The issue is that NGINX will randomly just stop routing requests. Websites and services are going offline and looking at the NGINX logs (/var/log/nginx) as well as the syslog doesn't show any errors but when I check to see if the NGINX service is running, it shows as stopped. All I have to do is reboot the Ubuntu server and everything works again (restarting NGINX service doesn't always fix the issue but a server reboot works every time). No other change required, just a reboot.
It's proxying for only a dozen sites and services and traffic is not that high. Looking at resource utilization doesn't indicate there are problems there.
I'm already running auto reboots every night but these random stops continue to happen (before someone asks, no, the issues are not correlated with the reboot schedule). Before I enable debug logging, I thought I'd reach out here to see if anyone else had experienced this before and how you might have fixed it. Should I be looking elsewhere for details on what might be causing this?
-
What do the logs say leading up to it stopping?
-
What does error.log say?
Are you running certbot?
-
Sorry, running out the door for a client. I'll grab the logs and post the contents this weekend.
I am running certbot for Let's Encrypt.
-
@NashBrydges Since nginx is running, this should return ok, but you might want to try a
nginx -t
-
-
@Obsolesce Yes, all packages are up to date.
-
Here is the only entry in the NGINX error log for the last time NGINX stopped.
2021/01/08 22:34:03 [error] 847#847: *195 access forbidden by rule, client: 195.154.63.222, server: plextrack.jpslconsulting.ca, request: "GET / HTTP/1.1", host: "plextrack.jpslconsulting.ca"
The Let's Encrypt log shows no activity immediately before the outage.
Syslog also shows no errors. It has entries from 3AM to 3:155AM and 9:59PM to 10:02PM on the day of the last incident however the outage occurred between 7:06PM and 10:00PM so the only related entries in this log are at the time the outage was discovered and Ubuntu restarted.
-
I also ran the NGINX test and all looks good.
-
certbot.timer failing?
https://stackoverflow.com/a/52967898 -
@black3dynamite I'm not seeing any evidence of this failing in the letsencrypt.log file syslog or nginx logs (both access and error). Would those logs be elsewhere? Obviously I don't want to have to manually renew certs.
-
@NashBrydges letsencrypt.log is the only one I'm aware of. Actually are using systemd to renew your certs or cronjob?
-
@black3dynamite systemd...
-
@NashBrydges said in NGINX Just Stop Working:
I also ran the NGINX test and all looks good.

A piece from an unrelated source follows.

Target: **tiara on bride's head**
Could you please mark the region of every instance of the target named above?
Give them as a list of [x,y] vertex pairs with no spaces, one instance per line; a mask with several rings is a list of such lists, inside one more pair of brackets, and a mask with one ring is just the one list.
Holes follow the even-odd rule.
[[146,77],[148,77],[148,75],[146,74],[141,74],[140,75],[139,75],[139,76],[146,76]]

If they weren't it wouldn't even start up.
-
@NashBrydges said in NGINX Just Stop Working:
Here is the only entry in the NGINX error log for the last time NGINX stopped.

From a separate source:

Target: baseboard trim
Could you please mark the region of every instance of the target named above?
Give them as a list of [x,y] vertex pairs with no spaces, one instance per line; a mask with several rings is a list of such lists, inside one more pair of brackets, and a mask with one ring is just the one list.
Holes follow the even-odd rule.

The error log is where it records HTTP errors, not Nginx software errors.
-
@scottalanmiller Well at this point I'm looking at any log that has "error" in the name. Lol
-
@NashBrydges said in NGINX Just Stop Working:
@scottalanmiller Well at this point I'm looking at any log that has "error" in the name. Lol
This should show you what there is for Nginx itself....
grep nginx /var/log/messages
-
@scottalanmiller said in NGINX Just Stop Working:
grep nginx /var/log/messages
/var/log/messages
Does not exist.
-
@NashBrydges said in NGINX Just Stop Working:
@scottalanmiller said in NGINX Just Stop Working:
grep nginx /var/log/messages
/var/log/messages
Does not exist.
Oh sorry, use Ubuntu's log. That's RHELs.
-
@scottalanmiller said in NGINX Just Stop Working:
@NashBrydges said in NGINX Just Stop Working:
Here is the only entry in the NGINX error log for the last time NGINX stopped.
The error log is where it records HTTP errors, not Nginx software errors.
Which is useful for in a case I've seen where the service was started by other means, and showed all addresses were already in use.